Von „schlechter Organisation“ kann wohl kaum die Rede sein angesichts der Fülle von Lesungen, Wettbewerben, Fachgesprächen, Diskussionen und der Herausgabe etlicher Anthologien und Publikationen, die das MLB – natürlich alles ehrenamtlich – auf die Beine gestellt hat. Schon vor der Gründung des Vereins MLB hatte es im Haidhausen-Museum Werkstattgespräche zwischen 1978 und 1984 gegeben, 1980 folgten die ersten Haidhauser Büchertage – doch in feste Bahnen brachte Gründungsvater Kay Ken Derrick all diese Aktivitäten erst, nachdem das Literaturbüro 1984 ein eingetragener Verein mit einer festen Bleibe in der Milchstraße geworden war, der seitdem vom Kulturreferat des Stadt München finanziell unterstützt wird.
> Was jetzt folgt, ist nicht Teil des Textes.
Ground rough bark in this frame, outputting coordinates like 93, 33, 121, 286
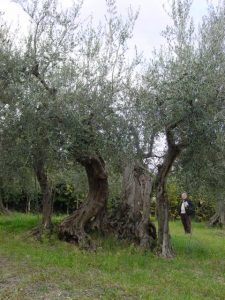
110, 162, 156, 248
155, 132, 182, 258
208, 199, 225, 227
59, 156, 108, 248
34, 157, 53, 231
0, 195, 9, 215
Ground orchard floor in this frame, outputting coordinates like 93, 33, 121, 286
0, 214, 225, 300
Die Freitagslesungen, die Haidhauser Büchertage, der Haidhauser Werkstattpreis und der Lyrik-Preis München – das sind die inhaltlichen Schwerpunkte, die sich das MLB seit Jahren setzt. Daneben haben das Büro oder seine Protagonisten immer wieder Publikationen und Anthologien herausgebracht, so etwa das „Literatur –Bulletin“, die Zeitschrift „Torso“ oder „Ausser.dem“. Vor vier Jahren erschien der Band „schöneböse Kindheit“, ein Textsammlung von 50 Geschichten aus der Kindheit. Diese Anthologie von MLB-Mitgliedern und anderen Autoren wurde allein in München auf 20 Lesungen vorgestellt. Die Büchertage gingen bislang 27 Mal über die Bühne, gedacht sind sie als Forum für Münchner Kleinverlage, Literaturzeitschriften und Autorengruppen, die sich in Lesungen vorstellen können. Diese Chance genutzt haben unter anderem die SchreiberInnen der Münchner Zeitschrift BISS.
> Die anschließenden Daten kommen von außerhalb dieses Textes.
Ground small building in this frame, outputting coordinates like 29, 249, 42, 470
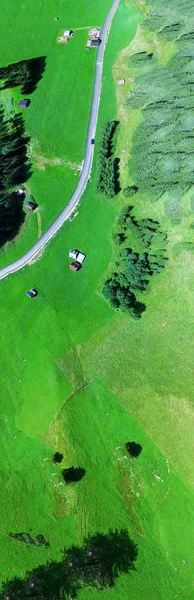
69, 260, 81, 271
18, 98, 30, 108
117, 79, 125, 85
26, 200, 38, 212
76, 252, 86, 265
86, 38, 101, 48
26, 289, 38, 298
89, 27, 100, 38
90, 38, 101, 47
69, 250, 79, 260
63, 29, 74, 37
69, 250, 86, 265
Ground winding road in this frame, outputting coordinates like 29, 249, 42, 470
0, 0, 119, 279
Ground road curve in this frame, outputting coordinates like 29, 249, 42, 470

Den Lyrik-Preis München gibt es seit 2010, er wurde ins Leben gerufen von Stein Vaaler, Hans-Karl Fischer und Kristian Kühn. Die Vorrunden laufen in der Milchstraße, die Endausscheidung geht einmal im Jahr im Gasteig über die Bühne, wo eine Fach-Jury den mit 1000 Euro dotierten Lyrik-Preis München vergibt. Dazu erklärt MLB-Vorsitzender Rohrhofer: „Ohne die Förderung durch die Landeshauptstadt München, insbesondere durch das Kulturreferat und durch die Stadtbibliothek sowie die Gasteig GmbH war und wäre die Arbeit des MLB finanziell nicht zu stemmen“.
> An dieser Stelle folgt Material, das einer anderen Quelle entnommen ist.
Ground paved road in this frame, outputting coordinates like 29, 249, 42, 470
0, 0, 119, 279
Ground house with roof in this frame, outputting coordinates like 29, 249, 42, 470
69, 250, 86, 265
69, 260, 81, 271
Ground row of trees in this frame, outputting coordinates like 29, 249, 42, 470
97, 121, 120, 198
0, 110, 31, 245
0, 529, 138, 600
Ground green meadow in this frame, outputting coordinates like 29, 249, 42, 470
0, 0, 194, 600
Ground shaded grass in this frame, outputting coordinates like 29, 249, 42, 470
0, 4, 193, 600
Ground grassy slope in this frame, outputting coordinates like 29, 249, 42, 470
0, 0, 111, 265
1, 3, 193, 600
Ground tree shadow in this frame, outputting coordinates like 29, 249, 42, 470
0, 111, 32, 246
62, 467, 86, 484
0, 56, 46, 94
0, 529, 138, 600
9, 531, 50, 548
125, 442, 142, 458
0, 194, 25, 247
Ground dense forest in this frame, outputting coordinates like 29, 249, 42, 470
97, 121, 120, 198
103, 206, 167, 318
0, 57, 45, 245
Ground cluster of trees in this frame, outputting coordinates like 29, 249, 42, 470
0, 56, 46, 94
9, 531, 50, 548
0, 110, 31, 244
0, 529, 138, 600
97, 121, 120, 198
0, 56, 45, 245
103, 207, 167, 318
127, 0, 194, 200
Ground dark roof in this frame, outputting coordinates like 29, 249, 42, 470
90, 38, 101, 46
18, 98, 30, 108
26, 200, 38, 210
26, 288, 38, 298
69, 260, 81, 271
Während der Lyrik-Preis München in diesem Oktober zum 5. Mal verliehen wird, ist der Werkstattpreis mit dem Moderator Rainer Kegel schon lange volljährig. An elf Offenen Abenden in der Milchstraße wählt das Publikum aus bis zu sechs Beiträgen den Tagessieger, der sich dann mit den weiteren Vorrundenbesten im Gasteig messen muss. Im Vortragsaal der Stadtbibliothek kürt das Auditorium per Stimmzettel den Sieger. Tagessiegerin bei der 1719. Lesung wurde übrigens Miriam Nonnenmacher – ihre Dreiecksgeschichte „Heimatliebe“ fand den größten Beifall. MLB-Tagessieger zu werden, kann Folgen haben: Uwe Tellkamp schaffte das im Jahr 2001, bevor er 2004 den Ingeborg-Bachmann-Preis gewann und 2008 mit „Der Turm“ den Deutschen Buchpreis.